Holding the compass in front of her like an oracle, she started walking. Another left turn. A right. Someone breathing.
This time it was simply that junkie she’d met before—what was his name? Big Shog? Yes, Big Shog. He crouched against the wall, his attention so focused on fixing he didn’t notice her until she was almost on top of him.
“How do I get out of here?” she asked. Her voice sounded odd. “Where’s the door?”
“Aono.” He tugged the rubber catheter on his arm, dropped the needle. “Ainnoin, goddet? Ainno nothn.”
“No, seriously, just tell me, how do I …”
He was asleep, his mouth hanging open to show off a row of fuzzy, broken teeth. But he’d gotten in. Last time she’d seen him they’d been not far from a door. There had to be one nearby.
“You shouldn’t be down here,” she said, without really knowing why, and left him there in search of a way out. If she could retrace his steps, she should be able to find it, but which way had he come?
“Ai!

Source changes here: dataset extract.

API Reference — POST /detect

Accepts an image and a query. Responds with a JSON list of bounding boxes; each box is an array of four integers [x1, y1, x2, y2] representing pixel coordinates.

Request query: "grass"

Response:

T’other way, t’other …”
Big Shog was already passing out again, but before his hand fell to his side she saw the way he was pointing. Great. Chess fished a five-dollar bill out of her bag and tucked it into his pocket. “Thanks.”
The door was only a few minutes down the tunnel, tucked at the top of a short flight of stairs, and she walked through it with the air of someone about to start a new life. She’d survived. The moon was full overhead—it must be at least eleven o’clock—but she’d made it out of the library, out of the church, out of the tunnels, and here she was, on a dingy street in an unfamiliar part of town that smelled of smoke and filth. Sometimes things worked out, after all.